Given this encouraging backdrop, we have highlighted three energy mutual funds below that carry either a Zacks Mutual Fund Rank #1 (Strong Buy) or #2 (Buy). We expect these funds to outperform their peers in the future. Remember, the goal of the Zacks Mutual Fund Rank is to guide investors to identify potential winners and losers. Unlike most of the fund-rating systems, the Zacks Mutual Fund Rank is not just focused on past performance, but also on the likely future success of the fund.

These funds have encouraging four-week and year-to-date returns. The minimum initial investment is within $5000. Also, these funds have a low expense ratio and no sales load.

Vanguard Energy Investor (VGENX - MF report) seeks growth of capital over the long run. VGENX invests the lion’s share of its assets in securities of companies engaged in operations related to the energy sector. The fund primarily invests in common stocks of companies.

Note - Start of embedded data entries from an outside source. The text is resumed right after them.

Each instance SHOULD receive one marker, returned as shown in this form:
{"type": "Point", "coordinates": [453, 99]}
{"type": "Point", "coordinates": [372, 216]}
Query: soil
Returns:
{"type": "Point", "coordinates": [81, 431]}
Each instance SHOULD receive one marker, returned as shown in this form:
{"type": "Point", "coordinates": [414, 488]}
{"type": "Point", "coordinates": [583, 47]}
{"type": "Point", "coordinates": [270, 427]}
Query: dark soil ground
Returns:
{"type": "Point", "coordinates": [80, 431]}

Currently, VGENX carries a Zacks Mutual Fund Rank #1. The product has four-week and year-to-date returns of 11% and 6.1%, respectively. Annual expense ratio of 0.37% is lower than the category average of 1.51%.

Fidelity Select Energy (FSENX - MF report) invests a large chunk of its assets in common stocks of companies involved in the energy sector including oil, gas, electricity and solar power. FSENX invests in securities of companies throughout the globe. Factors such as financial strength and economic conditions are considered before investing in a company.

Currently, FSENX carries a Zacks Mutual Fund Rank #1. The fund has four-week and year-to-date returns of 10.8% and 1.9%, respectively. Annual expense ratio of 0.79% is lower than the category average of 1.51%.

Guinness Atkinson Global Energy (GAGEX - MF report) seeks long-term capital growth. GAGEX invests the major portion of its assets in equity securities of both domestic and foreign energy companies. The fund invests in companies irrespective of their market capitalization. It is non-diversified and may allocate assets in companies from emerging markets.

Currently, GAGEX carries a Zacks Mutual Fund Rank #2. One-month and year-to-date returns of GAGEX are respectively 11.6% and 3.1%. Annual expense ratio of 1.30% is lower than the category average of 1.51%.